The student will be exposed to a detailed presentation of the theories and practices of Federal Income Tax Laws for C and S Corporations and Partnerships. Applicable tax forms will be studied in conjunction with rules and regulations. Prerequisite: ACCT243M.
This course will be a hands-on approach to learning the payroll cycle through the completion of a semester-long practice case. Topics covered include the logical process of work within the payroll department; the fundamentals of laws and regulations that govern the payroll function; internal control procedures; various payroll fringe benefits. Upon successful completion of the course, the student will be ready for an entry-level position as a payroll professional and will be prepared to test for the American Payroll Association's Fundamental Payroll Certification Examination.
This hands-on class will teach the student the accounts payable department functions, from the receipt of a purchase order through the completed payment of the invoice using a QuickBooksTM software package.

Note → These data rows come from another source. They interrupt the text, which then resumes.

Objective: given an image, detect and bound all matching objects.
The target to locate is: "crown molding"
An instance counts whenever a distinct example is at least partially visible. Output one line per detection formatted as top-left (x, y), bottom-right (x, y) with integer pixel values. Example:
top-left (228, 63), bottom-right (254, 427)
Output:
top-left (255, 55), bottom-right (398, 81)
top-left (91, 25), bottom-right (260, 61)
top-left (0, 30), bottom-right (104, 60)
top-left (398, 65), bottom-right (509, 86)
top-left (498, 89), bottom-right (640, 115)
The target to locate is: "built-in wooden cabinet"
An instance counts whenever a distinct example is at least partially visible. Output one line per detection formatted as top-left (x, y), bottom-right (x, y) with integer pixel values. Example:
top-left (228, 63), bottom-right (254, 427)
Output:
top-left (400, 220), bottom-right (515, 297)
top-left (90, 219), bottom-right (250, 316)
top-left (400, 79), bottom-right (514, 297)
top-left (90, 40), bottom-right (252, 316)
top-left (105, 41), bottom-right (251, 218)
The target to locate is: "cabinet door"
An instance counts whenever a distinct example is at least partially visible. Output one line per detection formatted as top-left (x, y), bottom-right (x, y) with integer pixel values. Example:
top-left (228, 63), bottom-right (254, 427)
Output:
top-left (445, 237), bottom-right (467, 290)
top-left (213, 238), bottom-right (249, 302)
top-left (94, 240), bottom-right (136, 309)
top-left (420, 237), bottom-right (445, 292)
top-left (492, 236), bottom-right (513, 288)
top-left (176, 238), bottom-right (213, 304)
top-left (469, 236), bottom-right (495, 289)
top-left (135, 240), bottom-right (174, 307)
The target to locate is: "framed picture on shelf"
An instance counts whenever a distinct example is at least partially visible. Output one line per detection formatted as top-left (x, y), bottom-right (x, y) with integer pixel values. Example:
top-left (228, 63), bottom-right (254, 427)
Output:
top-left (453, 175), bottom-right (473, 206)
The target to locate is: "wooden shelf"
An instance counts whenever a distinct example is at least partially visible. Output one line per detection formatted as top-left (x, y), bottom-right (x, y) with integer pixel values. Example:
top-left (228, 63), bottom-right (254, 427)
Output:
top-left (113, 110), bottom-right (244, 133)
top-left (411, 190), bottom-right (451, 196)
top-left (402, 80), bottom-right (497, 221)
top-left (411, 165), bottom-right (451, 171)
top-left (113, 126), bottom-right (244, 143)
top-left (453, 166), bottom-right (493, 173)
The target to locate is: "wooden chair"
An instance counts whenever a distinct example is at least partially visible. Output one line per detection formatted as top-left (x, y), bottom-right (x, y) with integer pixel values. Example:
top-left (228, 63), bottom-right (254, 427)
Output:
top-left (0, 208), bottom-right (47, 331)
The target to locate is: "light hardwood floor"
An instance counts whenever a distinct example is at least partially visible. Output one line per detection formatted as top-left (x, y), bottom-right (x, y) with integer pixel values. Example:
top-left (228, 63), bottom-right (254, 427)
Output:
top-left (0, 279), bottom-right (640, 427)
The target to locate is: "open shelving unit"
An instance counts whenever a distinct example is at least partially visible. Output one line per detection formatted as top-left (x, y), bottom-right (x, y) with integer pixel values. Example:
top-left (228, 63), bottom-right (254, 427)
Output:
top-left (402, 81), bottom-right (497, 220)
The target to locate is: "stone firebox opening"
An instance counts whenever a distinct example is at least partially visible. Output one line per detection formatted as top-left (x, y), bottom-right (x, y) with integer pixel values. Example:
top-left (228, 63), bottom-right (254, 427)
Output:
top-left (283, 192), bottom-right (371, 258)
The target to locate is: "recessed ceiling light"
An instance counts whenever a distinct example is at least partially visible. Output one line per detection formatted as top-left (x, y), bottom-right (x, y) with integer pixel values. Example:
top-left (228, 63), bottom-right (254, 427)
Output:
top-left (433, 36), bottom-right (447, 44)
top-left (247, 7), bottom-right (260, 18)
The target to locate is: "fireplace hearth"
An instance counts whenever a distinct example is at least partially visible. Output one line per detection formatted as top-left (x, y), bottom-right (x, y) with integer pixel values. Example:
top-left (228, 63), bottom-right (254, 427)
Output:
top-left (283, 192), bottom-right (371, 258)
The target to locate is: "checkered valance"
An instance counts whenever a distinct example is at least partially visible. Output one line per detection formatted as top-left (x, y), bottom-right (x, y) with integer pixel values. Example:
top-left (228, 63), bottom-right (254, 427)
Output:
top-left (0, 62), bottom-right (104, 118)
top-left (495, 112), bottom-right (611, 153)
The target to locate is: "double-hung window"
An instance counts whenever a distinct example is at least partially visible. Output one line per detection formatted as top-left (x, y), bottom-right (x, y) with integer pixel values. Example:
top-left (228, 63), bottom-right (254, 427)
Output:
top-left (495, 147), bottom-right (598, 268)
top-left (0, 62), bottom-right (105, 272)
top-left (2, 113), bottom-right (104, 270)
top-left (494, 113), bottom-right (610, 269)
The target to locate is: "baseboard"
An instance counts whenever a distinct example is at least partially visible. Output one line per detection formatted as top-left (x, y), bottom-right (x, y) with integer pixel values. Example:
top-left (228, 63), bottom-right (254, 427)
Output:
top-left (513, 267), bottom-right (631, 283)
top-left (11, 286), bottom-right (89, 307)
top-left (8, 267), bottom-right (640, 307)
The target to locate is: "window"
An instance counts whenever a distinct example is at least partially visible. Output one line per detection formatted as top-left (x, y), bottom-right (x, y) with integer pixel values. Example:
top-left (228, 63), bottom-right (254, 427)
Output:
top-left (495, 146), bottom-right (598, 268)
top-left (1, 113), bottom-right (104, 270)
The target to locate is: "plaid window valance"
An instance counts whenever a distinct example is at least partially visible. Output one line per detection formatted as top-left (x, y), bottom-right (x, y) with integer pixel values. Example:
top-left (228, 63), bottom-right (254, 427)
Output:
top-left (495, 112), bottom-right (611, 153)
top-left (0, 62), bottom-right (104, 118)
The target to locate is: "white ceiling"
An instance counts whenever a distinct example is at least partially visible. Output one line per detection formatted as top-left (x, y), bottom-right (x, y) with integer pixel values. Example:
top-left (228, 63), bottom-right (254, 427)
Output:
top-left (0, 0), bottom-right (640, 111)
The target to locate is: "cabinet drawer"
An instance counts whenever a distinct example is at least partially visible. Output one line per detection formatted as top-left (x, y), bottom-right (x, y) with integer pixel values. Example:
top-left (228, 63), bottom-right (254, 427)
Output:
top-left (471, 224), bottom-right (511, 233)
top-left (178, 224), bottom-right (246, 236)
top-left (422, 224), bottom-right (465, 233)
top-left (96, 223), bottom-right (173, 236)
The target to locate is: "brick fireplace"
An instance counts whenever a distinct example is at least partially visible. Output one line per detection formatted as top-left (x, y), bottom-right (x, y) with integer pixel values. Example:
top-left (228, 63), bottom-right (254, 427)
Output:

Topics covered include the logical process of work within the accounts payable department, the interaction and flow of information throughout the organization, internal controls, processing of paperwork for the invoice packet, disbursement of funds, updating the vendor master file, preparation of 1099 reports and vendor statement reconciliation. Upon successful completion of the course, the student will be ready for an entry-level position in accounts payables.